April 22, 2006

THE FAR RIGHT'S NATURAL ALLIES (via Tom Morin):

The left splits over immigration: Most liberals have celebrated the recent pro-immigration marches. But some leading progressives say illegal immigration hurts American workers. (Michelle Goldberg, 4/20/06, Salon)

Britt Minshall is a United Church of Christ pastor and a proud member of the religious left. A former civil rights Freedom Rider, he heads an interracial Baltimore congregation of 200, which has ministries that care for recovering addicts and for prostitutes. He also works in Haiti, and has written a self-published novel "to expose the pernicious effects of American foreign policy" on the people of that country. He calls the current administration "evil, wrong, treasonous ... a pack of monsters." And yet as he watched hundreds of thousands of immigrants march through the streets of America's biggest cities in the past few weeks, he found himself agreeing with some of the most right-wing Republicans. Most liberals are "dead wrong" on immigration, he says, arguing that social justice demands a crackdown on the undocumented. "I'm afraid the Minutemen have a point here," he says.

Most liberals have celebrated the recent pro-immigration marches, seeing in them a new kind of civil rights movement. They've supported calls to legalize many of the 11 million undocumented immigrants currently in the United States. Many have delighted in the fissures opening up on the right, where nativists are pitted against laissez-faire business interests hungry for cheap labor. Yet there are fault lines on the left as well, with a small but notable number of progressive commentators warning that by championing rights for illegal immigrants and expanded legal immigration, liberals are working against the interests of low-skilled American workers. "I'm instinctively, emotionally pro-immigration," New York Times columnist Paul Krugman wrote last month. "But a review of serious, nonpartisan research reveals some uncomfortable facts about the economics of modern immigration ... [W]hile immigration may have raised overall income slightly, many of the worst-off native-born Americans are hurt by immigration -- especially immigration from Mexico." [...]
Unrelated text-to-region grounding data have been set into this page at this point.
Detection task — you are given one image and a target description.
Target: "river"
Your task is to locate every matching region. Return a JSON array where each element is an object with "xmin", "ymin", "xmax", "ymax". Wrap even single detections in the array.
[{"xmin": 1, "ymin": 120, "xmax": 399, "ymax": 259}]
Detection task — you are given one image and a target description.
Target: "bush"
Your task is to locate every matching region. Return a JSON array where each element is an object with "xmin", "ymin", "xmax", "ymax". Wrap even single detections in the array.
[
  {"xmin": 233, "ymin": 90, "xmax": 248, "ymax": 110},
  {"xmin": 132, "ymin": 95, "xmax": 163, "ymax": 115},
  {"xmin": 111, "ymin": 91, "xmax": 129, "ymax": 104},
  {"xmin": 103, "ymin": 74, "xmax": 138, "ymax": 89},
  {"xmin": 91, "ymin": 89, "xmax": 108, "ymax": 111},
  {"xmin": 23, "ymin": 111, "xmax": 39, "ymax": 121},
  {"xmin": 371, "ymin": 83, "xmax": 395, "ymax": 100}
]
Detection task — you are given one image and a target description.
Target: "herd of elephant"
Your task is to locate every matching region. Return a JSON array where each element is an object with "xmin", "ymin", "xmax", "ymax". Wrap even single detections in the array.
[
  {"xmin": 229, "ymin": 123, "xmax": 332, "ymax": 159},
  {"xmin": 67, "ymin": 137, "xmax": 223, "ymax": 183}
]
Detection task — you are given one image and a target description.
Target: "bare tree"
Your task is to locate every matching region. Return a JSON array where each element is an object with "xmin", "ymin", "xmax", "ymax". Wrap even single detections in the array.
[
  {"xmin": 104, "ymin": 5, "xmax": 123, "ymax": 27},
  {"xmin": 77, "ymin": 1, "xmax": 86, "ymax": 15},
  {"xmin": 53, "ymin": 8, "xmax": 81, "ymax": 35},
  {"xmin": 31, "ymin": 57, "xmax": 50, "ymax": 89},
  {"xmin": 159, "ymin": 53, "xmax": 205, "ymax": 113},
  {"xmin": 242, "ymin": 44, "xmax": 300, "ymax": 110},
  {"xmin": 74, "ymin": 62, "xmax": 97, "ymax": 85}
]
[T]he liberal debate over immigration isn't simply one between the left and the center. It cuts across ideologies. There are conservative Democrats, civil rights activists and leftist multiculturalists calling for legalizing undocumented immigrant workers, while figures including antiwar Air America radio host Thom Hartmann, writer Michael Lind and Sen. Byron Dorgan, D-N.D., are urging much tougher restrictions. The central question is whether the interests of working-class Americans and those of immigrants, legal and illegal, are necessarily in opposition, and if they are, how progressives -- and the lawmakers they support -- should deal with it. What does it mean if the inspiring words inscribed on the Statue of Liberty -- "Send these, the homeless, tempest-tossed, to me" -- can't be reconciled with the needs of this country's workers?


Opposition to immigration naturally unites nativists (especially blacks who stand to lose their urban power base), protectionists and isolationists across party lines.

Posted by Orrin Judd at April 22, 2006 11:31 PM
Comments

There it is: cross-cleavage--just like 1860.

Part of the confusion arises from the way the left has no policy other than blind reaction against whatever they think the right wants.

Posted by: Lou Gots at April 23, 2006 3:32 PM

Be interesting to see what the Cinco de Mayo celebrations bring.

Posted by: erp at April 23, 2006 4:04 PM

OJ:

I'd been thinking for a while that your thesis that anti-immigrationism will become a Democratic issue is probably dubious, and then what do I come across but this passage in the paper about a week ago:

"I'm instinctively, emotionally pro-immigration," New York Times columnist Paul Krugman wrote last month. "But a review of serious, nonpartisan research reveals some uncomfortable facts about the economics of modern immigration ... [W]hile immigration may have raised overall income slightly, many of the worst-off native-born Americans are hurt by immigration -- especially immigration from Mexico." [...]

Holy smokes. Don't need a weatherman...

Posted by: Matt Murphy at April 24, 2006 12:24 PM

Matt:

It may only be a marriage of convenience, but the desire of black leaders to protect their political power, of unions to drive up labor costs, of pacifists to be isolated, of secularists to keep out Christian immigrants, etc. creates a thorough web interknitting the Left and far Right.

Posted by: oj at April 24, 2006 12:31 PM

It is no more inconceivable that the Democrats become the party of anti-illegal immigration than it was inconceivable that the Party of Lincoln adopt Nixon's Southern Strategy in the 1970's.

Posted by: Chris Durnell at April 24, 2006 12:45 PM

Chris Durnell:

I've heard some liberal columnists, like Froma Harrop, try to tell the Democrats that they need to get tough on the immigration issue, but I have usually blown it off as simple political preening. And, after all, Ted Kennedy is out there speaking to the recent pro-immigration demonstrators.

But having Krugman come out like this seems like a watershed. And I agree with OJ that at least some liberals are going to become uncomfortable with the generally strong religiosity of Hispanic immigrants.